Wednesday, 13 February 2013 12:21
Written by Janet Mawdesley
There is absolutely no doubt what-so-ever that anything to do with Rupert Murdoch can almost be considered the thing novels are written about: fascinating but a figment of someone’s imagination. The defining difference is the world of Rupert Murdoch is all too real: he is dealing with real people, world politics and real skulduggery while remaining, to a large degree, at arm’s length.
One has to ask the question how can one man, in the course of one lifetime create so much power and influence, behave in such a ruthless manner, redefine the meaning and intent of world politics and law and still manage to walk away, not always unscathed, but certainly able to live another day.
Chenoweth has presented a masterful expose on the early days of one Rupert Murdoch, Newspaper mogul: a man who would be king all-be -it not just in his ivory tower but that of everyone else’s ivory tower as well, spreading his particular brand of achieve, or should one perhaps say succeed at all or any costs, worldwide.
The opening segments of the book paint a picture of a man out to succeed, ruthless, influential and prepared to go to any lengths to achieve his aims.
The world of hacking, along with much more, can be placed firmly at his doorstep, with his early attempts at launching his Pay TV networks in the United States and then Europe, allowing nothing to stand in his way.

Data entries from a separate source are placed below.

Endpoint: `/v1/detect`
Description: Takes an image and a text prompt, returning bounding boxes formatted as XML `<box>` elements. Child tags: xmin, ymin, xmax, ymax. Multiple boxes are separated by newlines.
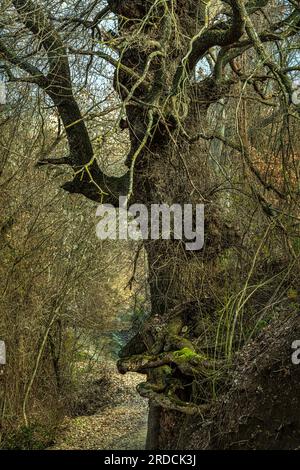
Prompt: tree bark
<box><xmin>177</xmin><ymin>312</ymin><xmax>300</xmax><ymax>450</ymax></box>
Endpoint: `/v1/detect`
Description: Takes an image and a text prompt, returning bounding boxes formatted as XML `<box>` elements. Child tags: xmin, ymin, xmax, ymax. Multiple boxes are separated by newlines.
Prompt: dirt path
<box><xmin>51</xmin><ymin>363</ymin><xmax>148</xmax><ymax>450</ymax></box>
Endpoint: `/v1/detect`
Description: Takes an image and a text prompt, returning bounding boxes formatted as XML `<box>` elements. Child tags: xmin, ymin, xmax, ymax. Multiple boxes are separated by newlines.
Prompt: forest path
<box><xmin>49</xmin><ymin>362</ymin><xmax>148</xmax><ymax>450</ymax></box>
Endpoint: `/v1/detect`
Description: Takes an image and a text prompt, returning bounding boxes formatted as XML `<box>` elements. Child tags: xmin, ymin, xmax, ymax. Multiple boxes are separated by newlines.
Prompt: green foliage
<box><xmin>0</xmin><ymin>423</ymin><xmax>54</xmax><ymax>450</ymax></box>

Confronting the probable demise of his empire in the early days of pay TV he promptly went about seeking differing ways to improve his business. In those days, the relatively clean, if somewhat murky, world of hacking was being utilised throughout Europe to allow citizens of several countries access to the Star Trek series, which at that time could only be accessed throughout Europe on pay TV, free.

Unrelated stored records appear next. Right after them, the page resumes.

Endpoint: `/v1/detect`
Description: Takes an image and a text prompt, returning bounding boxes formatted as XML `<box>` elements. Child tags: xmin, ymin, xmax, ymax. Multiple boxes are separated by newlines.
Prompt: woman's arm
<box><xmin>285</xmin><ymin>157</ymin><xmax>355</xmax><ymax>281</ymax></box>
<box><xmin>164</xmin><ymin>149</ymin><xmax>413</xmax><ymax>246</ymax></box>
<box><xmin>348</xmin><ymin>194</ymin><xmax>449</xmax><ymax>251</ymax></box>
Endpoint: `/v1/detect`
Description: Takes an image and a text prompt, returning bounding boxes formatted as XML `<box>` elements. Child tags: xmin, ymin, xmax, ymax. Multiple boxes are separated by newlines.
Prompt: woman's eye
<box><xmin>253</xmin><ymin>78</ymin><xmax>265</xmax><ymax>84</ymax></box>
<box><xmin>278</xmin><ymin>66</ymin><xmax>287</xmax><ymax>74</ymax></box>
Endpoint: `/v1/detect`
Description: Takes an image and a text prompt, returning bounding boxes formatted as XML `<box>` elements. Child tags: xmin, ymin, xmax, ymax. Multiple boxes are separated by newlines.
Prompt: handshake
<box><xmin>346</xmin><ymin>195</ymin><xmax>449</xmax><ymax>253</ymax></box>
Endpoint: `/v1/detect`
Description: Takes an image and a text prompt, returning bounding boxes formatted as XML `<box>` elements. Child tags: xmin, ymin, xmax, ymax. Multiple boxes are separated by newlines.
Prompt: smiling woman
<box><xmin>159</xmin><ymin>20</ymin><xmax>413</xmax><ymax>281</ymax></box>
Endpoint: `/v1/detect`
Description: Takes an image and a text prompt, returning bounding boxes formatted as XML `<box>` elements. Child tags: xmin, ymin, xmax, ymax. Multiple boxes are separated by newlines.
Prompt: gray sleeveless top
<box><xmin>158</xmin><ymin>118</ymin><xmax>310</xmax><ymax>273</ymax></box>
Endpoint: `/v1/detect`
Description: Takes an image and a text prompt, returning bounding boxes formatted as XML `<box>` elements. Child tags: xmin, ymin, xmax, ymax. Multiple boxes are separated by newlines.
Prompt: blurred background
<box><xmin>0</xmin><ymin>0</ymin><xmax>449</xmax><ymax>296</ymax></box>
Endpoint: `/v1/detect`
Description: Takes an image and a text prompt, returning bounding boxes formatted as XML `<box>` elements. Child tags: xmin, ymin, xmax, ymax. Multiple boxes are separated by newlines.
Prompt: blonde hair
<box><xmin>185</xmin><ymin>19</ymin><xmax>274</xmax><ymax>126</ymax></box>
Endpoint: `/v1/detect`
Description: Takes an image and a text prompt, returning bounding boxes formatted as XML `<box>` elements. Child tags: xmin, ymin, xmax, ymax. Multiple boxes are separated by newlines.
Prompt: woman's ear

This entrepreneurial hacking was having a detrimental effect on Murdoch’s fledging entry into Pay TV and so he set out to both utilise and eliminate hackers, to undermine his competitors and stay one step ahead of the competition.
In doing so he placed his network of peoples slightly outside the law and on occasion definitely outside the law, recruiting some of the best, most ruthless, definitely geniuses in their field to work with him.

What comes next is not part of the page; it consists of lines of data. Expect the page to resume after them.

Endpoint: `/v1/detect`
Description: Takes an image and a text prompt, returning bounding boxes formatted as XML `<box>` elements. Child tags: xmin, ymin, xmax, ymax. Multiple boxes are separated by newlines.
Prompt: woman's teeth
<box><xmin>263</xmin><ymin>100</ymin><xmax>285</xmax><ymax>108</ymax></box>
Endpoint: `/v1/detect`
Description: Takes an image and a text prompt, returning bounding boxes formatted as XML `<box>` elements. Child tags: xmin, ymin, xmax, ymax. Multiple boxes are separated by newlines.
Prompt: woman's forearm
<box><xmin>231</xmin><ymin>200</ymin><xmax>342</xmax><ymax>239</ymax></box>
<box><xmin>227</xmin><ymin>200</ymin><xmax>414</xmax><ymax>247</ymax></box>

In more recent times a very small segment of the underbelly relating to the Murdoch Empire was exposed to public scrutiny with the phone hacking scandals in Britain in 2007 and beyond.
Scary, down-right frightening in parts and almost unbelievable, Chenoweth has thankfully added his own quirky sense of the ridiculous to help lighten a truly terrifying look into the world of Rupert Murdoch and company.
Where will the road lead for Murdoch and his men in the future? That is yet to be discovered but wherever it goes you can almost count on the fact there will be hidden depths to the process.